Political Strategy for a Permanent Democratic Majority

Is the NRA’s Reign as Political Bully Coming to an End?

NY Mayor Michael Bloomberg, one of the political world’s most eloquent champions of meaningful gun control, said something interesting — and important — on Meet the Press last Sunday:

This myth that the NRA can destroy political careers is just not true…The NRA’s power is vastly overrated.

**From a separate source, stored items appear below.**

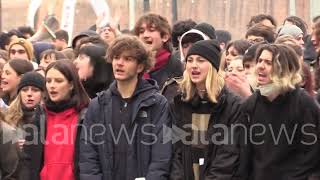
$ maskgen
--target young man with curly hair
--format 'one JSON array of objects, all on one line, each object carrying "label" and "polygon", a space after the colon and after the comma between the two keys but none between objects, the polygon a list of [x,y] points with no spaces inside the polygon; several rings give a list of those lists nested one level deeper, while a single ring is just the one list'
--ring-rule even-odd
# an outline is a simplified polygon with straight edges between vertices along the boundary
[{"label": "young man with curly hair", "polygon": [[137,37],[117,38],[110,45],[115,81],[93,99],[80,140],[80,179],[166,179],[171,143],[168,103],[154,80],[142,75],[151,53]]}]

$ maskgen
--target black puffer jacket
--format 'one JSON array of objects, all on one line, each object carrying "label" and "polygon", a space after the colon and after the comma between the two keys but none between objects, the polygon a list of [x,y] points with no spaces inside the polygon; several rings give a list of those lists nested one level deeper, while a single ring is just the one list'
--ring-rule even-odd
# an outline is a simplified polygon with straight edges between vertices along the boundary
[{"label": "black puffer jacket", "polygon": [[[181,95],[174,98],[171,105],[173,125],[183,129],[188,134],[191,128],[183,128],[192,122],[192,106],[196,102],[183,102]],[[229,180],[238,176],[239,147],[236,141],[229,141],[236,133],[231,133],[231,125],[238,122],[240,116],[241,99],[225,88],[221,91],[217,104],[213,104],[210,113],[207,138],[216,137],[218,144],[209,141],[204,158],[204,165],[200,167],[200,179]],[[173,126],[174,127],[174,126]],[[189,126],[190,127],[190,126]],[[227,131],[224,131],[225,127]],[[175,131],[174,131],[175,132]],[[220,135],[219,135],[220,134]],[[180,136],[180,137],[177,137]],[[181,137],[182,136],[182,137]],[[174,133],[173,139],[181,139],[185,134]],[[235,135],[236,136],[236,135]],[[212,138],[211,138],[212,139]],[[235,139],[233,139],[235,140]],[[171,180],[193,180],[191,145],[185,145],[178,141],[174,145],[174,155],[172,161]]]},{"label": "black puffer jacket", "polygon": [[[127,180],[145,177],[147,180],[166,180],[171,161],[171,141],[164,142],[164,127],[171,126],[168,103],[160,95],[154,80],[139,80],[132,99],[130,128],[133,144],[127,149]],[[142,83],[142,84],[141,84]],[[114,81],[107,91],[94,98],[85,117],[84,126],[92,129],[80,138],[80,179],[113,180],[114,140],[112,131],[112,93]],[[118,120],[115,118],[115,120]],[[150,128],[145,128],[149,126]],[[87,136],[91,139],[87,139]],[[147,142],[143,143],[143,142]]]},{"label": "black puffer jacket", "polygon": [[[250,180],[319,178],[320,110],[303,89],[269,101],[259,91],[243,103],[248,144],[242,170]],[[244,161],[243,161],[244,162]]]}]

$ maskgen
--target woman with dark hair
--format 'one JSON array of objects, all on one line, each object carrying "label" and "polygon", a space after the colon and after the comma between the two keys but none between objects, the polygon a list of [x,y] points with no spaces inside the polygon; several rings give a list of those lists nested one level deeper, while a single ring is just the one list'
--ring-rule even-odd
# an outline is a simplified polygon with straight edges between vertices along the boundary
[{"label": "woman with dark hair", "polygon": [[42,68],[45,71],[50,63],[62,59],[67,59],[67,57],[62,52],[55,49],[45,50],[40,55],[39,68]]},{"label": "woman with dark hair", "polygon": [[73,61],[78,70],[82,85],[90,98],[108,89],[113,81],[112,65],[105,60],[106,49],[98,45],[84,45]]},{"label": "woman with dark hair", "polygon": [[19,84],[22,75],[32,70],[32,64],[23,59],[9,60],[3,66],[1,88],[4,93],[2,100],[6,105],[10,105],[10,103],[15,99],[17,95],[17,85]]},{"label": "woman with dark hair", "polygon": [[80,48],[85,45],[96,45],[104,49],[108,49],[108,44],[106,44],[106,42],[104,42],[104,40],[100,36],[84,37],[80,40],[79,45],[74,48],[73,52],[75,58],[79,56]]},{"label": "woman with dark hair", "polygon": [[225,64],[224,68],[227,67],[228,63],[231,59],[235,58],[236,56],[243,56],[246,50],[251,46],[247,40],[235,40],[230,42],[226,47],[226,57],[225,57]]},{"label": "woman with dark hair", "polygon": [[71,62],[53,62],[45,75],[45,104],[34,120],[37,132],[26,136],[24,146],[30,179],[78,179],[80,125],[90,99]]}]

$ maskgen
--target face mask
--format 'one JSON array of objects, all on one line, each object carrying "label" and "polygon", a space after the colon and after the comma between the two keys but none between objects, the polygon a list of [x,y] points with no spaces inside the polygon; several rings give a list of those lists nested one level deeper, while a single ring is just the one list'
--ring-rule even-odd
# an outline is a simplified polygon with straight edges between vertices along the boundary
[{"label": "face mask", "polygon": [[274,83],[259,86],[258,89],[260,90],[260,94],[266,97],[280,94],[280,87],[276,86]]}]

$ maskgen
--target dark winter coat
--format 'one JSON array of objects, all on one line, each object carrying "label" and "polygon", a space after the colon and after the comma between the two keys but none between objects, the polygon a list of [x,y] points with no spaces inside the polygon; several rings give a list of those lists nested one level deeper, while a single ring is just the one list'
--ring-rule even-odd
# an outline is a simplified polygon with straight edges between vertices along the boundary
[{"label": "dark winter coat", "polygon": [[[186,124],[192,122],[192,108],[196,106],[195,100],[191,102],[184,102],[181,100],[181,95],[174,98],[171,107],[171,114],[174,125],[183,129],[187,133],[191,133],[190,128],[184,128]],[[218,98],[218,103],[213,104],[212,112],[210,113],[209,125],[207,130],[207,137],[211,138],[214,135],[222,133],[223,136],[217,136],[217,141],[224,142],[222,144],[215,144],[210,141],[207,152],[204,158],[204,165],[200,166],[200,180],[230,180],[236,179],[238,176],[237,168],[239,165],[239,147],[236,141],[228,141],[232,137],[231,125],[238,122],[240,119],[241,99],[225,88],[221,91]],[[215,128],[214,126],[224,126],[228,131],[224,132],[222,128]],[[177,131],[178,132],[178,131]],[[174,138],[183,134],[174,133]],[[176,137],[176,138],[175,138]],[[235,139],[234,139],[235,140]],[[192,169],[192,154],[191,145],[186,145],[181,141],[174,144],[174,155],[171,169],[171,180],[193,180]]]},{"label": "dark winter coat", "polygon": [[[127,149],[127,169],[123,173],[127,180],[138,177],[165,180],[169,176],[171,160],[171,142],[163,139],[163,128],[171,125],[168,103],[158,93],[155,81],[139,82],[144,82],[144,85],[136,89],[131,98],[133,109],[128,132],[133,135],[130,136],[133,137],[133,144]],[[116,82],[111,84],[110,89],[116,88],[115,86]],[[84,126],[93,130],[89,134],[83,133],[80,139],[79,166],[82,180],[113,180],[114,177],[114,140],[109,129],[112,127],[113,117],[110,89],[91,101],[86,114]],[[151,126],[142,129],[149,124]],[[88,137],[91,137],[89,142],[86,141]]]},{"label": "dark winter coat", "polygon": [[181,80],[181,77],[171,78],[164,83],[161,89],[161,94],[167,98],[169,104],[171,104],[174,97],[176,97],[180,93],[178,84],[179,80]]},{"label": "dark winter coat", "polygon": [[149,72],[150,78],[157,81],[160,89],[162,89],[168,79],[183,75],[183,64],[181,61],[173,54],[169,58],[168,63],[161,69]]},{"label": "dark winter coat", "polygon": [[248,143],[242,155],[248,162],[241,166],[249,180],[307,180],[319,174],[320,144],[315,140],[320,111],[304,90],[286,92],[272,102],[257,91],[243,111]]}]

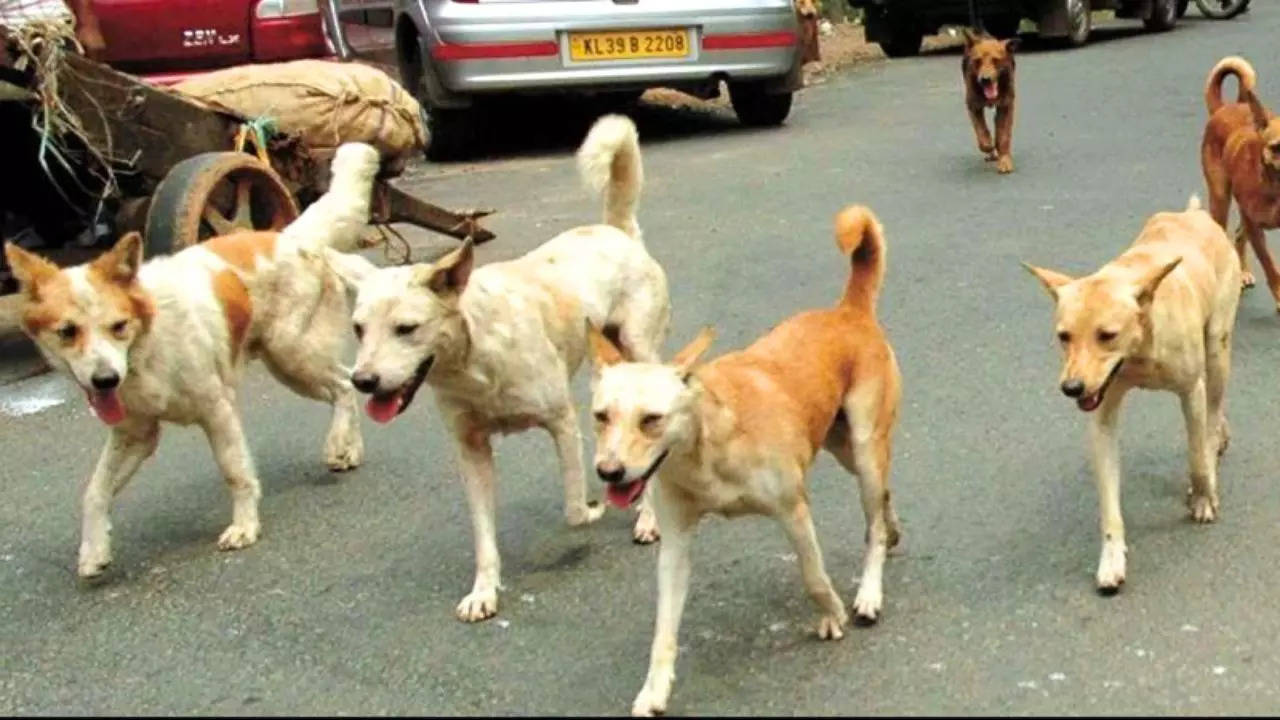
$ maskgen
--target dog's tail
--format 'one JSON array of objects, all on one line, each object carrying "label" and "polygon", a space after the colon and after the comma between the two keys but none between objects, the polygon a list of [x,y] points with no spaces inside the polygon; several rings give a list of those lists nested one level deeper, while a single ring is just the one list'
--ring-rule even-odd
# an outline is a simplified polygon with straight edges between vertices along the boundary
[{"label": "dog's tail", "polygon": [[1191,197],[1187,198],[1187,209],[1183,212],[1191,212],[1192,210],[1200,209],[1202,209],[1200,205],[1200,195],[1197,193],[1191,193]]},{"label": "dog's tail", "polygon": [[836,246],[849,257],[849,281],[841,305],[870,309],[884,281],[884,230],[871,208],[850,205],[836,216]]},{"label": "dog's tail", "polygon": [[1209,71],[1209,77],[1204,81],[1204,104],[1209,108],[1210,115],[1222,107],[1222,81],[1228,75],[1235,75],[1240,86],[1236,102],[1244,102],[1245,94],[1253,92],[1254,85],[1258,83],[1258,74],[1253,71],[1248,60],[1236,55],[1222,58]]},{"label": "dog's tail", "polygon": [[578,149],[578,171],[592,192],[604,194],[604,222],[640,239],[636,206],[644,184],[640,138],[623,115],[596,120]]},{"label": "dog's tail", "polygon": [[372,146],[343,143],[330,165],[329,189],[280,231],[278,244],[301,253],[354,250],[369,223],[370,195],[380,160]]}]

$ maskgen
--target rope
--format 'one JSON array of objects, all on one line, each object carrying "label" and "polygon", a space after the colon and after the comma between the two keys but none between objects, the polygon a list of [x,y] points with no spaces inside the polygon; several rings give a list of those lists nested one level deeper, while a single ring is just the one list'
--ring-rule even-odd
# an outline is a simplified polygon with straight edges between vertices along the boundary
[{"label": "rope", "polygon": [[241,123],[236,131],[236,152],[244,152],[245,144],[252,138],[254,152],[263,165],[271,167],[271,156],[267,153],[267,141],[279,134],[275,118],[256,117],[249,122]]}]

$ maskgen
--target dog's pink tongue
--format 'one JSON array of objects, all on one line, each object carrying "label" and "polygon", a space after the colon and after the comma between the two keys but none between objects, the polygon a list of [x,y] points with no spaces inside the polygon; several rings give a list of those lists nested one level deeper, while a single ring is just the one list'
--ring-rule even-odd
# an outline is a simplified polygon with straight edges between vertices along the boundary
[{"label": "dog's pink tongue", "polygon": [[374,396],[365,403],[364,411],[374,422],[389,423],[400,414],[400,393],[386,397]]},{"label": "dog's pink tongue", "polygon": [[987,96],[988,100],[995,100],[1000,95],[1000,86],[995,83],[982,86],[982,94]]},{"label": "dog's pink tongue", "polygon": [[604,497],[614,507],[619,510],[626,510],[631,507],[631,503],[640,497],[640,493],[644,492],[644,483],[633,482],[626,485],[606,485],[604,488]]},{"label": "dog's pink tongue", "polygon": [[98,419],[108,425],[115,425],[124,420],[124,403],[115,390],[92,390],[85,393],[89,398],[89,407],[97,414]]}]

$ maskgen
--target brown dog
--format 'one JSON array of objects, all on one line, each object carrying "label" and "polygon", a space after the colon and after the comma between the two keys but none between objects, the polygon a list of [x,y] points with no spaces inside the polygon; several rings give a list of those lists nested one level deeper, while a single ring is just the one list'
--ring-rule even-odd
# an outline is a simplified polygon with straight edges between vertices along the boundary
[{"label": "brown dog", "polygon": [[[964,76],[964,104],[969,108],[973,132],[978,136],[978,149],[987,160],[996,161],[1000,173],[1013,172],[1013,51],[1018,38],[997,40],[986,33],[964,31],[964,57],[960,61]],[[985,111],[996,109],[996,139],[991,140]]]},{"label": "brown dog", "polygon": [[[1240,85],[1237,101],[1231,104],[1222,101],[1222,81],[1228,75],[1235,75]],[[1200,163],[1209,191],[1209,212],[1223,230],[1232,198],[1240,206],[1235,240],[1242,284],[1253,285],[1244,250],[1248,240],[1280,309],[1280,271],[1263,234],[1280,227],[1280,118],[1258,100],[1253,90],[1256,83],[1257,74],[1244,58],[1223,58],[1209,72],[1204,86],[1209,122],[1200,144]]]},{"label": "brown dog", "polygon": [[633,714],[666,710],[690,546],[703,515],[777,520],[821,612],[818,636],[843,637],[848,611],[823,567],[805,488],[821,449],[858,476],[867,536],[853,613],[863,624],[880,617],[885,554],[899,538],[888,483],[901,379],[876,321],[885,264],[880,223],[865,207],[846,208],[836,218],[836,242],[849,278],[834,307],[792,316],[745,350],[702,367],[708,330],[671,363],[628,362],[604,334],[589,335],[596,472],[619,505],[634,502],[655,480],[662,534],[658,618]]}]

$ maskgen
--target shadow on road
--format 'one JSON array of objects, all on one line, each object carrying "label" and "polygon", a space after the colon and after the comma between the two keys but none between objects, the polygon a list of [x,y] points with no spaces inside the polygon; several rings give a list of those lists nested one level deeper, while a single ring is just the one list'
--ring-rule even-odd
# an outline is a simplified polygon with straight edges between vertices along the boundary
[{"label": "shadow on road", "polygon": [[479,138],[463,162],[573,152],[582,143],[591,123],[611,112],[630,116],[645,144],[744,129],[728,107],[691,105],[668,105],[647,99],[611,103],[573,96],[504,99],[476,113]]}]

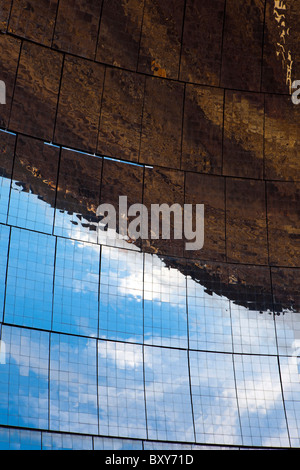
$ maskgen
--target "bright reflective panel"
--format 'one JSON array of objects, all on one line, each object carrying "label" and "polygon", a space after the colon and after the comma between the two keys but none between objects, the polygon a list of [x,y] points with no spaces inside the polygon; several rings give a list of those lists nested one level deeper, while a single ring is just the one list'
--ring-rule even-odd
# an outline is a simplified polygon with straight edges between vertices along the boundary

No doubt Bloomberg is correct with respect to urban congressional districts. But not everyone would agree that it applies as a blanket generalization across the nation. What hasn’t changed, according to Nicholas Confessore, Michael Cooper and Michael Luo, writing in the New York Times, is the NRA’s formidable assets: “A $300 million budget, millions of members around the country and virtually unmatched ferocity in advancing its political and legislative interests.” As The NYT article points out, quoted by Tracy, “Over the years the NRA has perfected its strategy for responding to mass shootings: Lie low at first, then slow-roll any legislative push for a response.”
But that was before the Sandy Hook shootings. In the past the NRA has been able to shrug off massacres, and the politicians have been able to get away with making statements backed by no action, as the incidents faded to the back pages of newspapers. At The New Republic, Marc Tracy quotes veteran Republican strategist Todd Harris: “The public is not interested in hearing reasons right now for why assault weapons shouldn’t be banned. They may be receptive to those arguments in a month or two, as they have been in the past.”
But the massacre of 20 young children in an elementary school is so brutal and horrifying that members of congress who now vote against modest and reasonable reforms in firearms policy are going to have to answer to a growing chorus of middle class parents who are now paying close attention.
Some no-brainer reforms that should be ripe for enactment would include a ban on public sale of high-capacity ammo clips, assault weapons and armor-piercing cop-killer bullets, along with a stronger national data base to identify criminals and people with a history of violent behavior at point-of-sale. The NRA will try to stall and delay action, hoping public attention will evaporate, so political moderates can run for cover. But it may be too late for that tactic to work this time, especially if the parents of the slain children of Newtown organize themselves into a political force that can’t be ignored. The NRA’s ‘slippery slope’ arguments against these reforms are not likely to get much traction in the current political climate.
As Mayor Bloomberg says, quoted by Amanda Sakuma at msnbc.com, the president must take “immediate action” and show leadership on the issue. “If he does nothing during his second term, something like 48,000 Americans will be killed with illegal guns,” Bloomberg said of Obama. “That is roughly the number of Americans killed in the whole Vietnam War.”
if Mayor Bloomberg is right that the NRA is losing influence in America’s electoral politics, it would be welcome development for public safety in America. And by getting out in front on the issue as a compelling spokesman for a sane firearms policy at the right time, while other candidates dither, Bloomberg may be strengthening his cred as a potent force in national politics.